"Us" and "Them": A Note on Writing Style
Written by Jeff Hitchcock
Posted: May 1996
hite Americans have a habit. We don't refer to our racial identity in a self-conscious way. What do I mean by that? How often have you seen statements written by white Americans using the pronouns "I," "we," and "us" in a racial context? It's seldom done.
True, white supremacists use a racially self-conscious style of writing. But white Americans who do not intend to be racist generally write about racial experience in a way that separates the writer from the racial experience he or she is describing. The sentence you just read is a case in point. Let me rephrase it. As a white American writing about white Americans, I notice we often do not describe our racial experience in personal terms. Yes, that's better. A little more personal, as if I am really part of what I write about.
bell hooks has written:
Many scholars, critics, and writers preface their work by stating that they are white, as though mere acknowledgement of this fact were sufficient, as though it conveyed all we need to know of standpoint, motivation, direction...Yet none of these [scholars, critics and writers] write articles reflecting on their critical process, showing how their attitudes have changed.
From "Critical Interrogation: Talking Race, Resisting Racism." Yearning. Boston, MA: South End Press, 1990.
"In a thousand words of intellectual analysis about race and racism, white American authors are unlikely to share ten words of feelings having to do with the fact of their being white." |
And you know, it's true. We don't get down to the nitty-gritty, whether it's rolling in the mud or telling our highest aspirations. We write about "us" as if we are simply another "them." Few white Americans really come forth and say how we feel about these issues.

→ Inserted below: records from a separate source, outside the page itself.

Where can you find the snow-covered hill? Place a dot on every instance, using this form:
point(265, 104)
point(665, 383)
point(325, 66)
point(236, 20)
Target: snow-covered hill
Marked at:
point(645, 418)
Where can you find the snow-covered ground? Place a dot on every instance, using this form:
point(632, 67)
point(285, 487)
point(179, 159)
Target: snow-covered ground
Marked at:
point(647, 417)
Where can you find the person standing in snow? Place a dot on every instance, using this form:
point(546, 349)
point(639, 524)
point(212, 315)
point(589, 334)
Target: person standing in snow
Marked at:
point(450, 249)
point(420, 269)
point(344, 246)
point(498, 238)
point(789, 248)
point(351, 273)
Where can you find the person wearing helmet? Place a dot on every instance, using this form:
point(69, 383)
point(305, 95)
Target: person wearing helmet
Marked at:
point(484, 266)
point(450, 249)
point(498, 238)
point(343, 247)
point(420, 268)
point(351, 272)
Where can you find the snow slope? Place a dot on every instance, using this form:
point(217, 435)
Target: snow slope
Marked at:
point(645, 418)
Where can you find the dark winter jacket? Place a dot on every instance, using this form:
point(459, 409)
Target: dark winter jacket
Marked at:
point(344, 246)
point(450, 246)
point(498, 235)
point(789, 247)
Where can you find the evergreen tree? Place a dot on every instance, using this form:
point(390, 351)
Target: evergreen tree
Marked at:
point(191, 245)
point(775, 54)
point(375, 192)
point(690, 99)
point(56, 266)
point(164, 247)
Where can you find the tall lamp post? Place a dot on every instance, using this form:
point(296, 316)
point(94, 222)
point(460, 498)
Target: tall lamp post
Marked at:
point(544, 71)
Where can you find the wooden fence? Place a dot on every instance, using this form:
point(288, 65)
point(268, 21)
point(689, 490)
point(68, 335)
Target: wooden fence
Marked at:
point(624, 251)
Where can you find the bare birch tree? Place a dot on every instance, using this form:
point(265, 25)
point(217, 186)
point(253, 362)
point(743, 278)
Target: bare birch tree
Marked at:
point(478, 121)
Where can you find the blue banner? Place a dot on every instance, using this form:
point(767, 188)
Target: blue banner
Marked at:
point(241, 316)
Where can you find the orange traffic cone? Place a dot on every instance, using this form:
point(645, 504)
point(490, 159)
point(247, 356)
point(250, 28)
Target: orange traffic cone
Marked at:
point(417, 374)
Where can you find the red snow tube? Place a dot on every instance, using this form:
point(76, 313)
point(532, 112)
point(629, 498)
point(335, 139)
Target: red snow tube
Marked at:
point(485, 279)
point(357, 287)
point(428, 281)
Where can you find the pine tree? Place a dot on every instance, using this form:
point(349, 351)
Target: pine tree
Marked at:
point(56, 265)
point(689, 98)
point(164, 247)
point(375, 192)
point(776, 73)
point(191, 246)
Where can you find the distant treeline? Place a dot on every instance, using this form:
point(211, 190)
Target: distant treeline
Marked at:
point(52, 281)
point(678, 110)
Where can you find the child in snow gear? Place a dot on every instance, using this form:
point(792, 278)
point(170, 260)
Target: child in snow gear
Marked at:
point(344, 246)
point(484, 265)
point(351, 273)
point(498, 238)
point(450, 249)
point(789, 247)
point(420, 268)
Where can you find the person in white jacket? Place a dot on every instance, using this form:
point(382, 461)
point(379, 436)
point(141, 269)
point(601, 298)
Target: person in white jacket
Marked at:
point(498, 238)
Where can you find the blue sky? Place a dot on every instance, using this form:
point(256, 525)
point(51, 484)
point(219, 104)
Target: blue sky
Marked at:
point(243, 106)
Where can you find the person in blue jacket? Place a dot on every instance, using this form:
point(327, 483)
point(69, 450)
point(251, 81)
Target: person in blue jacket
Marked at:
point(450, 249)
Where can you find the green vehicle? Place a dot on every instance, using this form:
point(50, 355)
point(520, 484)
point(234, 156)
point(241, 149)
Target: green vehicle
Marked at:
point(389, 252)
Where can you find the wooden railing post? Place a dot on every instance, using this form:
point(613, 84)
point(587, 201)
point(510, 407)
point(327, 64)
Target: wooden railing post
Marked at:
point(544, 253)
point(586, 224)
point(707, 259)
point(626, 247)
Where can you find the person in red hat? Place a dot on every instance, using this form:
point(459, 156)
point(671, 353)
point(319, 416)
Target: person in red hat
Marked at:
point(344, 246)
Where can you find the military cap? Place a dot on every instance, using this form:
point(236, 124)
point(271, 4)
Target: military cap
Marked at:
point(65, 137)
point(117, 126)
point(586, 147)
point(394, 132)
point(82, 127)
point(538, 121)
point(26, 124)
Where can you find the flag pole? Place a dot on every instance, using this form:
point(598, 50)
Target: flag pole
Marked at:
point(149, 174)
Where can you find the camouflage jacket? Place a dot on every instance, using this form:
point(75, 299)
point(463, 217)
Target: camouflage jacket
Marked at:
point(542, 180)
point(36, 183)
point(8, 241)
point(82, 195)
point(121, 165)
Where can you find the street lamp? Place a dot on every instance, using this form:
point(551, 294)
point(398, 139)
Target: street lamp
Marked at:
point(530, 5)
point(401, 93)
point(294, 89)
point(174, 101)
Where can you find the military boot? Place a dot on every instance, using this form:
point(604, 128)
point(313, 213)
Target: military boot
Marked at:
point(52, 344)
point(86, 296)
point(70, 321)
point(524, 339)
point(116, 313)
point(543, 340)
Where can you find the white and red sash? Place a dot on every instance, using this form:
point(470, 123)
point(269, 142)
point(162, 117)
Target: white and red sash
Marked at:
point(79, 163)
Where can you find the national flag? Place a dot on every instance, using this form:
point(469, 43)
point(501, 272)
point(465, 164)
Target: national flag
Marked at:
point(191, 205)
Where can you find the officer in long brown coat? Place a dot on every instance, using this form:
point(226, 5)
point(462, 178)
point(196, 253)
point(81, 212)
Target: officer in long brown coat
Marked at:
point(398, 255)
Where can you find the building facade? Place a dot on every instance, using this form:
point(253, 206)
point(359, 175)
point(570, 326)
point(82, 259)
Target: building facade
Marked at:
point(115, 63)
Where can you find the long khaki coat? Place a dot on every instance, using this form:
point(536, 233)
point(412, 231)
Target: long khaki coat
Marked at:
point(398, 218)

In a thousand words of intellectual analysis about race and racism, white American authors are unlikely to share ten words of feelings having to do with the fact of their being white.
All of which is to say, we encourage the personal expression and ownership of feelings about race and whiteness in the articles and postings at this website. It is difficult, if not impossible to work under the constraints of colorblind rhetoric when talking about issues of color. So, we encourage use the terms "I," "we," and "our" where needed to describe the racial experience of the writers. Writers of color have long made use of this convention when articulating their perspectives. We encourage white Americans to do the same.
This is not intended to be exclusionary. It does not mean Not-to-Be-Read-by-People-of-Color. Everything here is intended for a multiracial audience. Our subject matter is whiteness, but people of any color can and do have opinions and insights on this topic. And people can learn about whiteness both from their racial peers and from people of a different racial background.
There is a place for colorblind statements. The last sentence in the paragraph above is an example. But colorblindness that permits white authors to escape from detailing their inner experience and feelings, or that fails to call upon common elements of white experience is, at heart, exclusionary. It excludes people of color, and white people, from understanding and discussing what really underlies the experience of being white in America.